Given the available LPV/r formulations, the highest probabilities of Ctrough in the normal 1–8 mg l−1 range were obtained with 40 mg 12 h−1 in the 1–2 kg group, 80 mg 12 h−1 in the 2–6 kg group and 120 mg 12 h−1 in the 6–10 kg group (note that in Kaletra*, LPV/r brand name, 40 mg 12 h−1 of lopinavir correspond to 10 mg 12 h−1 of ritonavir).
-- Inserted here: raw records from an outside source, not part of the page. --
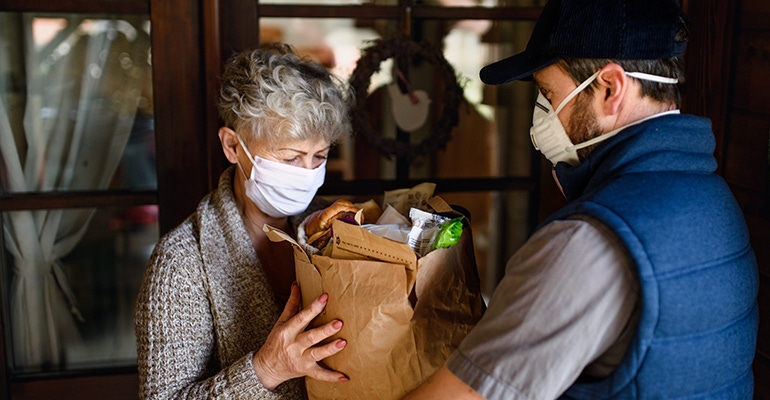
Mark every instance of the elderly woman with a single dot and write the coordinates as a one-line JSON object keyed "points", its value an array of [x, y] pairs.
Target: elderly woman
{"points": [[208, 319]]}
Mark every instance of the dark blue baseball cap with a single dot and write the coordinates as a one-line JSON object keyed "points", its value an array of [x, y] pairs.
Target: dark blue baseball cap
{"points": [[611, 29]]}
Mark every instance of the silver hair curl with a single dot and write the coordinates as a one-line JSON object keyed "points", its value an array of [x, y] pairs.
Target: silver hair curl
{"points": [[271, 95]]}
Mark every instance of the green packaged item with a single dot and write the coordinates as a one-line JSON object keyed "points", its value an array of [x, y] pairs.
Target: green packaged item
{"points": [[449, 234]]}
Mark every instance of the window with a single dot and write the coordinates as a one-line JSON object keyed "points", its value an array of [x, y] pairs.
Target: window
{"points": [[78, 185]]}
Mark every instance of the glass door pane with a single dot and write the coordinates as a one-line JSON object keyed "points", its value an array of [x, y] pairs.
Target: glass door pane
{"points": [[76, 114]]}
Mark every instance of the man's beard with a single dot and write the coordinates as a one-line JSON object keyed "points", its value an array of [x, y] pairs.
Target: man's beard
{"points": [[583, 124]]}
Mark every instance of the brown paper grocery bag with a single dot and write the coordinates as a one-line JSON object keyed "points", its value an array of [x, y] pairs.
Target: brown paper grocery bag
{"points": [[400, 324]]}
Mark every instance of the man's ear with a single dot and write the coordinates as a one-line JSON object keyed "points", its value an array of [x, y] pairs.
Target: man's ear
{"points": [[613, 84], [230, 144]]}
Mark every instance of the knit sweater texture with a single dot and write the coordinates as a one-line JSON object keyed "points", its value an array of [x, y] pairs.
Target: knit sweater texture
{"points": [[204, 309]]}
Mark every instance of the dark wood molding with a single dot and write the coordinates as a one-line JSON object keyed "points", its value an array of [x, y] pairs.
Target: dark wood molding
{"points": [[708, 65], [179, 90], [77, 6]]}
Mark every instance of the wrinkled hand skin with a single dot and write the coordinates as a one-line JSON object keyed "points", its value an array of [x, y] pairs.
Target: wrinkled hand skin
{"points": [[291, 352]]}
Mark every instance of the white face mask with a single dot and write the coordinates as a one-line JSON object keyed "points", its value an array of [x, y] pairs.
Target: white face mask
{"points": [[548, 134], [281, 190]]}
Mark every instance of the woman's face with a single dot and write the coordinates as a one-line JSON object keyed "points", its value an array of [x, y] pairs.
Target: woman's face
{"points": [[300, 153]]}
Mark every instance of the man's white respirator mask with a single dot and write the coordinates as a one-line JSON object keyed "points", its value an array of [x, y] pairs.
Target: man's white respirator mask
{"points": [[548, 134]]}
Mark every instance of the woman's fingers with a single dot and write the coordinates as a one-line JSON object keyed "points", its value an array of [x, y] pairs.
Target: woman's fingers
{"points": [[291, 350]]}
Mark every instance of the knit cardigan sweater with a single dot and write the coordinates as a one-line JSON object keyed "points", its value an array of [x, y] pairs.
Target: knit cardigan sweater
{"points": [[204, 308]]}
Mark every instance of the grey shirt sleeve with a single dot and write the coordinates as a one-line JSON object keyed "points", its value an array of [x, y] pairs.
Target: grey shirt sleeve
{"points": [[567, 305]]}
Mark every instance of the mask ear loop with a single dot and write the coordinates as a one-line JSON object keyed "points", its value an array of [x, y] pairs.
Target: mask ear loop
{"points": [[576, 91], [653, 78], [637, 75], [245, 150]]}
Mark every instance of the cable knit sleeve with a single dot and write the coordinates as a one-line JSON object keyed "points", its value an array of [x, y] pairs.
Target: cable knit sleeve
{"points": [[176, 332]]}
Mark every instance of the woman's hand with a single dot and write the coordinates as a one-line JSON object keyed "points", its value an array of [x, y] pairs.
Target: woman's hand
{"points": [[291, 352]]}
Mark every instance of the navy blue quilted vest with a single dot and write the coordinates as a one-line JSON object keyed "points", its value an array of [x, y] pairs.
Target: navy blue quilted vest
{"points": [[654, 185]]}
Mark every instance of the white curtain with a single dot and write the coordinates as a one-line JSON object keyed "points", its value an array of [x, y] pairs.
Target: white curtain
{"points": [[68, 105]]}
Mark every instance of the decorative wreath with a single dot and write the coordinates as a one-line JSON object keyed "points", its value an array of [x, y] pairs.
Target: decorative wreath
{"points": [[369, 63]]}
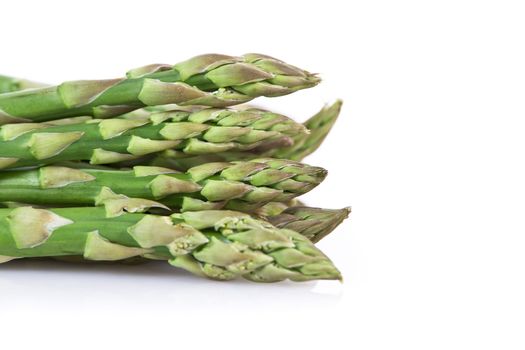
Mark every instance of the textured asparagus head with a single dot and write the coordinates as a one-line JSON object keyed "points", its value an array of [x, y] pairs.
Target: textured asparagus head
{"points": [[313, 223], [208, 80], [216, 244], [195, 131], [296, 147], [319, 126], [250, 75], [240, 185]]}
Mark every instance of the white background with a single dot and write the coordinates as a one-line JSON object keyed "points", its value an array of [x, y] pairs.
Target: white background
{"points": [[429, 151]]}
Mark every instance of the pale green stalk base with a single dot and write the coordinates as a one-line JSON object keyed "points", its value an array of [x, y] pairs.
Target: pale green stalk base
{"points": [[216, 244]]}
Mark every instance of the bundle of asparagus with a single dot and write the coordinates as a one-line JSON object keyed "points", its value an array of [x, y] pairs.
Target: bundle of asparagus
{"points": [[158, 165]]}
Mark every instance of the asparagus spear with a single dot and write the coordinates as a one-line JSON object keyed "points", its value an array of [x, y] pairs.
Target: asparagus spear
{"points": [[216, 244], [297, 147], [190, 132], [10, 84], [305, 144], [236, 185], [209, 80], [313, 223]]}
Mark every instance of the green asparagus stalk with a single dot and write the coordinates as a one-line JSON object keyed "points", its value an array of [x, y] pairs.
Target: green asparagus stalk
{"points": [[313, 223], [243, 186], [10, 84], [210, 80], [216, 244], [190, 132]]}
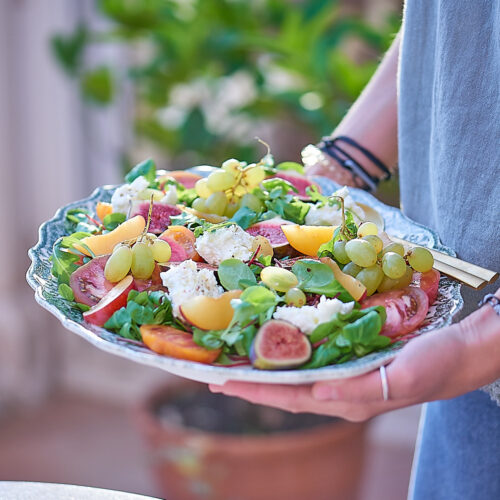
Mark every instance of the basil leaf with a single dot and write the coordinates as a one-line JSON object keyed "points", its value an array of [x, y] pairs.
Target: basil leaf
{"points": [[146, 168], [232, 271], [291, 165], [245, 217], [63, 263], [312, 274], [281, 185], [112, 221]]}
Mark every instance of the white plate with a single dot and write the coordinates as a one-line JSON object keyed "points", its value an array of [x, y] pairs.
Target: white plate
{"points": [[448, 303]]}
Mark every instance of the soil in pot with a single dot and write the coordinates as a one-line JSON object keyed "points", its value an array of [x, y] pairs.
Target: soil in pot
{"points": [[213, 447]]}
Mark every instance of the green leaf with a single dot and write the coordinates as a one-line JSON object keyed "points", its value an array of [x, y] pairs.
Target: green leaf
{"points": [[232, 272], [66, 292], [281, 186], [312, 274], [112, 221], [316, 277], [245, 217], [97, 85], [208, 339], [291, 165], [63, 263], [146, 168]]}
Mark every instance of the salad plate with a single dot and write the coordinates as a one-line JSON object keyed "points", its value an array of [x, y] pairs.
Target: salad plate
{"points": [[440, 314]]}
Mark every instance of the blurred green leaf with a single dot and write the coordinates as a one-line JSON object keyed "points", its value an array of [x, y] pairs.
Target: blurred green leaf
{"points": [[68, 49], [97, 85]]}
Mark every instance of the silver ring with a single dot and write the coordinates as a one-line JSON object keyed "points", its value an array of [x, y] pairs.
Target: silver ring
{"points": [[385, 383]]}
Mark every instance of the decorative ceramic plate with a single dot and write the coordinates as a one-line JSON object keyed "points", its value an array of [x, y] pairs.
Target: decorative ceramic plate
{"points": [[448, 303]]}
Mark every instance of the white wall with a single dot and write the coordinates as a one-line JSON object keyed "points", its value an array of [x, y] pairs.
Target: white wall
{"points": [[52, 150]]}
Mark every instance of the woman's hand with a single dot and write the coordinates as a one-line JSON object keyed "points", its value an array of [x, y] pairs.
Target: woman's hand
{"points": [[439, 365]]}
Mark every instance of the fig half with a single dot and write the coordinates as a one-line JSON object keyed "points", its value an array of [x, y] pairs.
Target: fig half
{"points": [[279, 345]]}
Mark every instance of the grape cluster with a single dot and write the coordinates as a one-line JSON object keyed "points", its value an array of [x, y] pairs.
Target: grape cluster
{"points": [[138, 256], [226, 190], [380, 268]]}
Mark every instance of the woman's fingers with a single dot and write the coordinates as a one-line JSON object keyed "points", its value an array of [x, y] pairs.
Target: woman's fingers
{"points": [[363, 389]]}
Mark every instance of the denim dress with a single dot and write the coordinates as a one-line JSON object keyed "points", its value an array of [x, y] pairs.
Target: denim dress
{"points": [[449, 160]]}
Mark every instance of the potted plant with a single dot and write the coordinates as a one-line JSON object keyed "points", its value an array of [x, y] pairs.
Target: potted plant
{"points": [[212, 447]]}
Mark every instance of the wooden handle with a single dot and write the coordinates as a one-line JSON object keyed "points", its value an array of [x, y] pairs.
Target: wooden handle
{"points": [[474, 276]]}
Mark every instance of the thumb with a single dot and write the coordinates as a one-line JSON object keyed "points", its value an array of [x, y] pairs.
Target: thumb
{"points": [[363, 389]]}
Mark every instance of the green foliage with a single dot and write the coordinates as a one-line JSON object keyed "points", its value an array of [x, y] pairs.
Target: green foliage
{"points": [[211, 72]]}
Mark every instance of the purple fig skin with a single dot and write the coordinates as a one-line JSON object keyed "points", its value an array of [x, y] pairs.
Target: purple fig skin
{"points": [[279, 345], [160, 215]]}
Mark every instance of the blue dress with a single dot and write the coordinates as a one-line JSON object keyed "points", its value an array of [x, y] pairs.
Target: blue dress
{"points": [[449, 160]]}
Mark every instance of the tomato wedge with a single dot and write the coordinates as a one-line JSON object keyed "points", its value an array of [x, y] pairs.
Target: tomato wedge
{"points": [[88, 282], [175, 343], [184, 237], [406, 309], [428, 282]]}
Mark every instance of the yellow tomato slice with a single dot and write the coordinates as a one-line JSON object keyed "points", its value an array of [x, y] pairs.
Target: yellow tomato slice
{"points": [[169, 341], [308, 239]]}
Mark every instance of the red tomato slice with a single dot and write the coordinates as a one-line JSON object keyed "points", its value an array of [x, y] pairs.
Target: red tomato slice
{"points": [[428, 282], [169, 341], [88, 282], [406, 309]]}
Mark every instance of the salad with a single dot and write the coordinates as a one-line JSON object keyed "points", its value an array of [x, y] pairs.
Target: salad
{"points": [[249, 265]]}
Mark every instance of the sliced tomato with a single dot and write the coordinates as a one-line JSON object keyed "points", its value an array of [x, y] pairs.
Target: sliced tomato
{"points": [[428, 282], [406, 309], [151, 284], [115, 299], [88, 282], [175, 343], [181, 236]]}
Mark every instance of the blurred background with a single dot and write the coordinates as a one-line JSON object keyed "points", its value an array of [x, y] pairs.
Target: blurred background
{"points": [[87, 89]]}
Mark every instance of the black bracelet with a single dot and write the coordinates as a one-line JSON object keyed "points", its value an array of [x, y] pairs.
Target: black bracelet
{"points": [[491, 300], [330, 147], [381, 165]]}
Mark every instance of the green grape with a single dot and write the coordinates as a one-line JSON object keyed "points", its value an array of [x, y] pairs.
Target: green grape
{"points": [[232, 166], [231, 208], [254, 175], [216, 203], [146, 194], [351, 269], [396, 248], [371, 277], [295, 297], [143, 263], [361, 252], [278, 279], [367, 228], [375, 241], [420, 259], [252, 202], [406, 279], [240, 190], [118, 264], [201, 188], [393, 265], [339, 252], [387, 284], [220, 180], [161, 251], [199, 204]]}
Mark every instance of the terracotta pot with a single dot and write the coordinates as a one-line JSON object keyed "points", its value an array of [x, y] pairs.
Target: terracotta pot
{"points": [[320, 463]]}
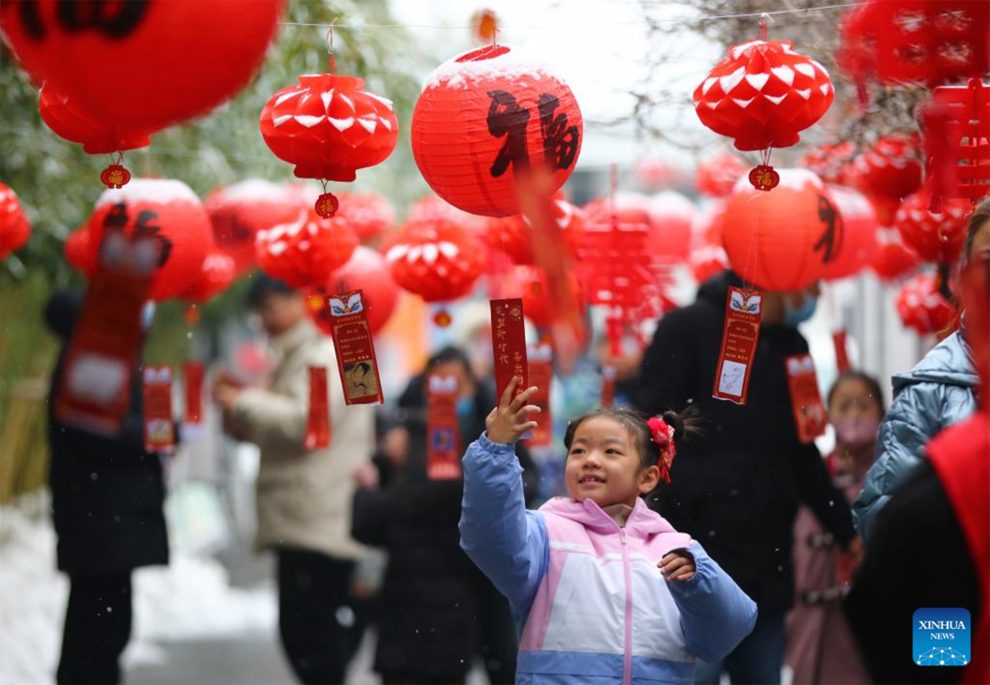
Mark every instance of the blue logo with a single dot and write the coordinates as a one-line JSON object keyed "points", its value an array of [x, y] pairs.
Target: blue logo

The once a day regimens produced high probabilities, >40%, of observing Cmin <1 mg l−1.
Acknowledgments
The authors thank Abbott Laboratories, which partially supported this study.
Competing Interests
GP has received travel grants, consultancy fees, honoraria or study grants from various pharmaceutical companies, including Abbott, Boehringer-Ingelheim, Bristol-Myers-Squibb, Gilead Sciences, VuV Healthcare, Janssen, Merck and Roche. The hospital institution of SU, CG, DH and J-MT, Cochin Hospital, received a grant of 5000 euros from Abbott for research funding. There are no other competing interests to declare.